The function lmerInfo::varcomp_vcov
computes the variance-covariance matrix $\Psi_S$
of the sample random-effect parameters and can be used to check the results
(I excluded the fourth dimension that corresponds to the residual error and
reordered the terms):
> # variance-covariance matrix
> re.vv <- varcomp_vcov(fit.lme, type="expected")
> # variance terms (diagonal elements)
> diag(re.vv)[c(1,3,2)]
Tau.subject.var((Intercept)) Tau.subject.var(age) Tau.subject.cov(age,(Intercept))

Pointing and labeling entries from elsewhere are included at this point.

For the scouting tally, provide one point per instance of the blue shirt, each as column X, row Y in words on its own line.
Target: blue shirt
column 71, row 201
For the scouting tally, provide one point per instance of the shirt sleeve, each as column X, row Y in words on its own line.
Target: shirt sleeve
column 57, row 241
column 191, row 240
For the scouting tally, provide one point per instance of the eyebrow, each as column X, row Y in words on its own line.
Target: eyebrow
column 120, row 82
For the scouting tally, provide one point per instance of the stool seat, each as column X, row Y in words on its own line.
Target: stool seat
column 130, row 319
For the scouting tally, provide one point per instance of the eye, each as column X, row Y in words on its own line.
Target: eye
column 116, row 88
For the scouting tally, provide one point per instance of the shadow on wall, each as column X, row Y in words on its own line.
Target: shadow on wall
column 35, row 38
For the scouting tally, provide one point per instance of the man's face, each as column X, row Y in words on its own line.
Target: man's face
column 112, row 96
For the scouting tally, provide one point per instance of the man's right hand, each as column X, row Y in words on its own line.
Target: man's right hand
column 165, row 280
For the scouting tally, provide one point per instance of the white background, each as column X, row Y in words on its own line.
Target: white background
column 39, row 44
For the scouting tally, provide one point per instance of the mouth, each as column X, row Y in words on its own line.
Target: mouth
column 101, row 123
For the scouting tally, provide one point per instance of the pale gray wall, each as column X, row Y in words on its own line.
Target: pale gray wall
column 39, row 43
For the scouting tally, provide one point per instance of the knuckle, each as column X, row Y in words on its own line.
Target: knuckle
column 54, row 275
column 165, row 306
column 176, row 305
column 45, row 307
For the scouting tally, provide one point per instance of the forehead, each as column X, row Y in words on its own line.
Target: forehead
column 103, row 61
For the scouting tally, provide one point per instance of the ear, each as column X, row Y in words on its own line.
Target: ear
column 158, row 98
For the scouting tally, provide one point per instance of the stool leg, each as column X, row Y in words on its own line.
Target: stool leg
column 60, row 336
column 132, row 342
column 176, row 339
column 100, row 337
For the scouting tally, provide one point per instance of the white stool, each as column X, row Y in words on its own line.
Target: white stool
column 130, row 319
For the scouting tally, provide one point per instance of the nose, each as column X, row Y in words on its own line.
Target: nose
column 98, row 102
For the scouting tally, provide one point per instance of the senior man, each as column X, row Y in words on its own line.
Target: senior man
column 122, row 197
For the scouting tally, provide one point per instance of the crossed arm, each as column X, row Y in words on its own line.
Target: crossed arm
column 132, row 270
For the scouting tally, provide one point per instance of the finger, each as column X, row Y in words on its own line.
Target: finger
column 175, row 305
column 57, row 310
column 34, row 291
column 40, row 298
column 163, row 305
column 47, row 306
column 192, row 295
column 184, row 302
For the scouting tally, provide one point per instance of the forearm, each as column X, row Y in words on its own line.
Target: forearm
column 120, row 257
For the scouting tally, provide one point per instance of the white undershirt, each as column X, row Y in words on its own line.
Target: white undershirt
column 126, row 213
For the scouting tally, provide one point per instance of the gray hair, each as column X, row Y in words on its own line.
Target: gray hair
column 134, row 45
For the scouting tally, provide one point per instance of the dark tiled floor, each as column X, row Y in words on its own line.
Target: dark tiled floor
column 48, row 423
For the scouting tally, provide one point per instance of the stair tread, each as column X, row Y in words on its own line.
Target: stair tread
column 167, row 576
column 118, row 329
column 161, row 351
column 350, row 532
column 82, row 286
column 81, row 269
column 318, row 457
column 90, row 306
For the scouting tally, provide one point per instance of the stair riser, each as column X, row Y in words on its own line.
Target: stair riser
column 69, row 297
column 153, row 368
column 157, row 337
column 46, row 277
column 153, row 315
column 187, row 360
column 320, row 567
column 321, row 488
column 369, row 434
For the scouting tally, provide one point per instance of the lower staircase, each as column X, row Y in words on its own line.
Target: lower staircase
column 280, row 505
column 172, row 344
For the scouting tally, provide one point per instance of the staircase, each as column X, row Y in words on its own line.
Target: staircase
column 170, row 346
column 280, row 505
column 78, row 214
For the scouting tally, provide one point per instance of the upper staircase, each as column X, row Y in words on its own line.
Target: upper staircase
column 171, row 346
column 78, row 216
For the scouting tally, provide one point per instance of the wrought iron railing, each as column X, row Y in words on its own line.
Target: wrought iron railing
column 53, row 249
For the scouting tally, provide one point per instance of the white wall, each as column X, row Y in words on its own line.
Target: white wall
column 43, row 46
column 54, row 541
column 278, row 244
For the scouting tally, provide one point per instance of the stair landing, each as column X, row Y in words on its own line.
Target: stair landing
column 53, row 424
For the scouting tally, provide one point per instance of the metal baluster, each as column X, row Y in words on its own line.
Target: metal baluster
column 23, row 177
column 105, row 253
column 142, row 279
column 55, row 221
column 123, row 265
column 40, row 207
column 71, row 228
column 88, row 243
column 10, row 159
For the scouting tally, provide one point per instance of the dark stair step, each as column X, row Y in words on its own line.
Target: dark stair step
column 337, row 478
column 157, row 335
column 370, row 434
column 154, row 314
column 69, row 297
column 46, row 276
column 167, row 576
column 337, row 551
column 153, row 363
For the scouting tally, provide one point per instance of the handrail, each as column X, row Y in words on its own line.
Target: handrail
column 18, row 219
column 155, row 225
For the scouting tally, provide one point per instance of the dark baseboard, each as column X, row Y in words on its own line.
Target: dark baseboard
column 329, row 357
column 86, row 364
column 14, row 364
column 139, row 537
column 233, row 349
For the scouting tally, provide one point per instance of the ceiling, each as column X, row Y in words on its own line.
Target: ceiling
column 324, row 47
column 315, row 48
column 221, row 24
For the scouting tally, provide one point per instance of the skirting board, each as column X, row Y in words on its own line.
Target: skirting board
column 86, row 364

26.370535502 0.001392966 0.172430864
> # full matrix
> round(re.vv[c(1,3,2),c(1,3,2)], 4)
Tau.subject.var((Intercept)) Tau.subject.var(age) Tau.subject.cov(age,(Intercept))
Tau.subject.var((Intercept)) 26.3705 0.1561 -2.0160
Tau.subject.var(age) 0.1561 0.0014 -0.0147
Tau.subject.cov(age,(Intercept)) -2.0160 -0.0147 0.1724
The diagonal show the variances of the random effects ($\text{Var}(S_{ii})$ and $\text{Var}(S_{jj})$)
and the of the covariance $\text{Var}(S_{ij})$. Comparing the results show a discrepancy
with the values returned by the function ranef_params
for the variance of the
covriance term (0.1724
vs 0.0634
).
I would appreciate help the error or reason for this discrepancy. I also wonder how to obtain the off-diagonal terms of $\Psi_S$ from $\Psi_T$.
Update
After the answer, it is easy the correct the line in the function above function that computes $\text{Var}(S_{ij})$:
> var.sigma.ij <- t(grad.g) %*% aV[3:1,3:1] %*% grad.g
> var.sigma.ij
reStruct.subject3
reStruct.subject3 0.170976
The rows and column of the matrix aV
need to be reordered to be consistent with the gradient definition.